Nobitex, Iran’s largest cryptocurrency exchange with 11 million users, continues operating without individual OFAC SDN designation despite documented evidence of state entity transactions, militant group fund transfers, and infrastructure designed to circumvent U.S. sanctions. The platform has processed an estimated $5 billion in volume between 2025 and March 2026, positioning it as Tehran’s primary gateway for foreign currency access after SWIFT exclusion. Treasury’s decision not to individually blacklist the exchange remains unexplained, even as blockchain analytics firms document systematic sanctions evasion at institutional scale.

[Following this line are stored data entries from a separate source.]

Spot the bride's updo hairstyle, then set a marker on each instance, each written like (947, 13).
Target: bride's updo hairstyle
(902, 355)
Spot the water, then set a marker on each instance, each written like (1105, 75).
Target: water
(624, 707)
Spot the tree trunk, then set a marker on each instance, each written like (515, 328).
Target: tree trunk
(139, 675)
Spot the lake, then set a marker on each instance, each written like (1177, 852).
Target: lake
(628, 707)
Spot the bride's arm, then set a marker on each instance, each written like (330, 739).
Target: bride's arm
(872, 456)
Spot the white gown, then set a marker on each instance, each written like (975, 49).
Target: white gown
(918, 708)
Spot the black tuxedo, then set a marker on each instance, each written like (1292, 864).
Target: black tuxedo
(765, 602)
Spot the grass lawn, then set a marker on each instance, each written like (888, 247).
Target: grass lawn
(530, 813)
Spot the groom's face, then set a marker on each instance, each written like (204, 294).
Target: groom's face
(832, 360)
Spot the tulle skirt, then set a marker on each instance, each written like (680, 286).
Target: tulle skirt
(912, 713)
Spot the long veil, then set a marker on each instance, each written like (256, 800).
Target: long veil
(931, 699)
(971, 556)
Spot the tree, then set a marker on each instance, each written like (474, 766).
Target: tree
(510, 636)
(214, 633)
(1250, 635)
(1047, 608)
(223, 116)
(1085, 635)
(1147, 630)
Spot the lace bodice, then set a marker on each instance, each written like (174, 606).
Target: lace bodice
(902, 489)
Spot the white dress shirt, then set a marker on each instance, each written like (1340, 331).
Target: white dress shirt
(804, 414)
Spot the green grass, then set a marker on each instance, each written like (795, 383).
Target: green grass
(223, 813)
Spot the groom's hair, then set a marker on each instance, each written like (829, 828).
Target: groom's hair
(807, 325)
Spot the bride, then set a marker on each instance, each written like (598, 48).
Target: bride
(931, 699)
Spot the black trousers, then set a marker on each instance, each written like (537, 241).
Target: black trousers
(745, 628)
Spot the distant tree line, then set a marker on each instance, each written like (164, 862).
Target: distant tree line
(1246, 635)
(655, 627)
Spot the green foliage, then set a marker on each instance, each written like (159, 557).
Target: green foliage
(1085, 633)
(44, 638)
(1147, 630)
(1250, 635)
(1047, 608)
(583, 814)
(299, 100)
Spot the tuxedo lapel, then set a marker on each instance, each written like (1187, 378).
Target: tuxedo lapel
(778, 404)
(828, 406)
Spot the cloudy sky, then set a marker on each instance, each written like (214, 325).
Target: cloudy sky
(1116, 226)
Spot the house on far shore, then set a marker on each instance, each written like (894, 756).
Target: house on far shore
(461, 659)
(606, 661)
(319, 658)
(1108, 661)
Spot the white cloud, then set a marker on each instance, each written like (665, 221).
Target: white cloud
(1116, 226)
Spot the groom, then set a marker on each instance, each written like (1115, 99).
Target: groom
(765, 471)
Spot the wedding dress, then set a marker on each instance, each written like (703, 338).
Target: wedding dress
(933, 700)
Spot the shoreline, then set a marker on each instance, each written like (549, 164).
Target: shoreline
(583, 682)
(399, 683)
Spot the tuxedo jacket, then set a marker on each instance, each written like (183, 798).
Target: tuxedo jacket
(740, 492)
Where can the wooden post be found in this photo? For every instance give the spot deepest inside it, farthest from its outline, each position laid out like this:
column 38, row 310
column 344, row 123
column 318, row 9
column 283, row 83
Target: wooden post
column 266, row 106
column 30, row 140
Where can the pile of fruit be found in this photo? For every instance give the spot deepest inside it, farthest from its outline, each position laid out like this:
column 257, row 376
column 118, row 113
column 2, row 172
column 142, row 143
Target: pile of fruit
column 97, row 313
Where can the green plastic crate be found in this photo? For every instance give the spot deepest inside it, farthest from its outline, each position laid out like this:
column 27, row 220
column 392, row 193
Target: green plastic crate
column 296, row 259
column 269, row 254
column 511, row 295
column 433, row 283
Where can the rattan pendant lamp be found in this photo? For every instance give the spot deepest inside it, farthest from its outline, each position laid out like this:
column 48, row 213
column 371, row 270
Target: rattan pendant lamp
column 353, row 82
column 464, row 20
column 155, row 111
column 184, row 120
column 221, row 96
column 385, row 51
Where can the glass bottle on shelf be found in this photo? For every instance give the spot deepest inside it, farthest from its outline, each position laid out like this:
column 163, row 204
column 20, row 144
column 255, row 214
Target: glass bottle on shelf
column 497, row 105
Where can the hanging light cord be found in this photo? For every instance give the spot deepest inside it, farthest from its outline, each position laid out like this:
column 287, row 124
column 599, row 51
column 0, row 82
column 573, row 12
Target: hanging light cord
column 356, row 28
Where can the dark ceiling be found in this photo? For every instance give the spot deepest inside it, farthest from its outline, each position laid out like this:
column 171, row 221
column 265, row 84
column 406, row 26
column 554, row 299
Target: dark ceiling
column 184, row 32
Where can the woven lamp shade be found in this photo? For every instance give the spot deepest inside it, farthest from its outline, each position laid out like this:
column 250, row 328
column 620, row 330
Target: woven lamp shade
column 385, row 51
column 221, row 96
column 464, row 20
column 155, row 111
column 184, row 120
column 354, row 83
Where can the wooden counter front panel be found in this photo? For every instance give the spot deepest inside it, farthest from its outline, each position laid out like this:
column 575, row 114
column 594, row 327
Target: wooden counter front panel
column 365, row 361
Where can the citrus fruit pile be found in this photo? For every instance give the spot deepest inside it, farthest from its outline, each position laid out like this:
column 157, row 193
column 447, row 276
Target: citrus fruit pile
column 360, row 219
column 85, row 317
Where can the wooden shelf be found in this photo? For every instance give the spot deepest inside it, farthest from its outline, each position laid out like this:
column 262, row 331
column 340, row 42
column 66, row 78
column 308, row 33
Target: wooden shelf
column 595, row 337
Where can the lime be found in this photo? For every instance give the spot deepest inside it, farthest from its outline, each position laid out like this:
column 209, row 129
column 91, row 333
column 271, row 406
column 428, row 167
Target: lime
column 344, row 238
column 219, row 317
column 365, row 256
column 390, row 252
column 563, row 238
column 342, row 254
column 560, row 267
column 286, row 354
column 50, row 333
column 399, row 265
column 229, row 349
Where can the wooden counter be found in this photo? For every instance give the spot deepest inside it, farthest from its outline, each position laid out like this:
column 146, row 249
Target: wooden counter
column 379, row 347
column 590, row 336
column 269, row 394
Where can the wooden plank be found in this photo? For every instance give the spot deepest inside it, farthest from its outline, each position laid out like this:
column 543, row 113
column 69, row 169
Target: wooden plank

How Nobitex Became Iran’s Financial Lifeline

Nobitex functions as the critical intermediary between ordinary Iranians protecting savings from rial inflation and state entities conducting currency interventions. Founded by Ali Kharrazi and Mohammad Kharrazi, the platform serves approximately 12% of Iran’s population. Early investor Mohammad Baqer Nahvi held a VP position at Safiran Airport Services, which was added to OFAC’s SDN List in September 2022. Unlike traditional banking channels blocked by sanctions, Nobitex operates as a domestic platform accessible to Iranian citizens and officials alike. This dual-use structure—serving both retail and state actors—creates the enforcement dilemma that may explain OFAC’s non-designation approach.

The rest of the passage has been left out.